Le député de La République en marche (LREM) du Pas-de-Calais, Benoit Potterie, a déclaré le 7 décembre dans message sur Facebook avoir reçu une balle par courrier à sa permanence. La balle était accompagnée d'un message manuscrit : «La prochaine fois tu la prends entre les deux yeux.» Le député a annoncé avoir déposé plainte.

«Je suis surpris car j'ai toujours été dans le dialogue et l'apaisement, et suis allé à plusieurs reprises à la rencontre des Gilets jaunes», a-t-il souligné dans des propos rapportés par l'AFP, faisant ainsi le lien avec le mouvement populaire qui secoue la France, bien qu'aucun élément ne permette à l'heure actuelle de l'établir. «C'est un acte isolé mais ça en dit long sur le climat actuel, la volonté de certains de mettre nos institutions par terre», a poursuivi cet opticien de profession, qui dit s'être engagé en politique pour «reconstruire une relation proche entre les citoyens et l'exécutif».
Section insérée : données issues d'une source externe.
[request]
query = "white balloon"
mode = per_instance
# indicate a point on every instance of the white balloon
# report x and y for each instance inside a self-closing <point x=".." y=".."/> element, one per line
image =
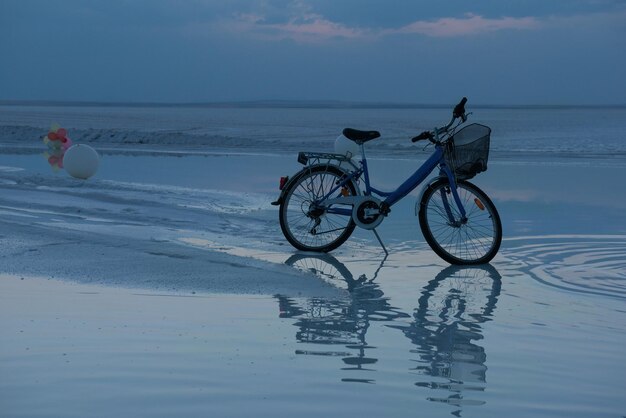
<point x="81" y="161"/>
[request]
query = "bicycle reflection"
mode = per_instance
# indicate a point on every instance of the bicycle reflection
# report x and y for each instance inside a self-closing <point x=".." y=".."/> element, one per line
<point x="444" y="327"/>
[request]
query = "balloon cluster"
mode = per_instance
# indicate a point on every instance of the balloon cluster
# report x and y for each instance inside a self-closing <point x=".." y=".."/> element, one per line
<point x="58" y="142"/>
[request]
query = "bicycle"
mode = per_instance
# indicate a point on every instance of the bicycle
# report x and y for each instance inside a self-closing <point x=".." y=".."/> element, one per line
<point x="321" y="205"/>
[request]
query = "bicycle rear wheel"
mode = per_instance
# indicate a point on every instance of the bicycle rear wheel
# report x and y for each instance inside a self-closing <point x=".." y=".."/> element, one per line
<point x="473" y="240"/>
<point x="308" y="226"/>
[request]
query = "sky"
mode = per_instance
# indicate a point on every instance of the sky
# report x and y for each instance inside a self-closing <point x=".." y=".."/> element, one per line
<point x="541" y="52"/>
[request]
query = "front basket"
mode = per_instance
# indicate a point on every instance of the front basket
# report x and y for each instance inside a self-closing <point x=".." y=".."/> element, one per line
<point x="468" y="151"/>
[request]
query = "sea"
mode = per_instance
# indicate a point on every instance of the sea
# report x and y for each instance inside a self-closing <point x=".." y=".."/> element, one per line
<point x="538" y="332"/>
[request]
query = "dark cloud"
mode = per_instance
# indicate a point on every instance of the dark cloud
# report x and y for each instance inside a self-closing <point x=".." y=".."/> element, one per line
<point x="161" y="50"/>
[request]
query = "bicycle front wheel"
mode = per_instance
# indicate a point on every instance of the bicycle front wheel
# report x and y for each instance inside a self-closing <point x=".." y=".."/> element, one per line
<point x="473" y="239"/>
<point x="305" y="221"/>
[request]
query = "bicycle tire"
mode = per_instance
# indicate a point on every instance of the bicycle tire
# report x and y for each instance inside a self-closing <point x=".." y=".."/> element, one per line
<point x="475" y="241"/>
<point x="295" y="221"/>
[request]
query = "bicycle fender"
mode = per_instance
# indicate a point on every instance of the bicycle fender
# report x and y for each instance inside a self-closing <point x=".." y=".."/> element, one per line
<point x="423" y="190"/>
<point x="299" y="174"/>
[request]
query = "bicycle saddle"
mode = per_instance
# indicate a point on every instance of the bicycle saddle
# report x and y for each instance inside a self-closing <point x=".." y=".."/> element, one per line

Le député a indiqué dans son message sur Facebook qu'il «[continuerait] le travail de représentant de la Nation qui [lui] a été confié avec la même motivation, l’intérêt général, et la même méthode, l’échange et le dialogue». Nombre de députés de la majorité ont fait l'objet de menaces, notamment sur les réseaux sociaux, depuis le début du mouvement des Gilets jaunes. Quelques-uns auraient reçu des menaces de mort et plusieurs permanences auraient été dégradées, selon le groupe LREM.

Alors que le gouvernement craint une nouvelle flambée de violences et la radicalisation du mouvement, le président de l'Assemblée nationale Richard Ferrand a annoncé que le chef de l'Etat, ne souhaitant «pas mettre d'huile sur le feu», ne s'exprimerait qu'après l'acte 4 de la mobilisation.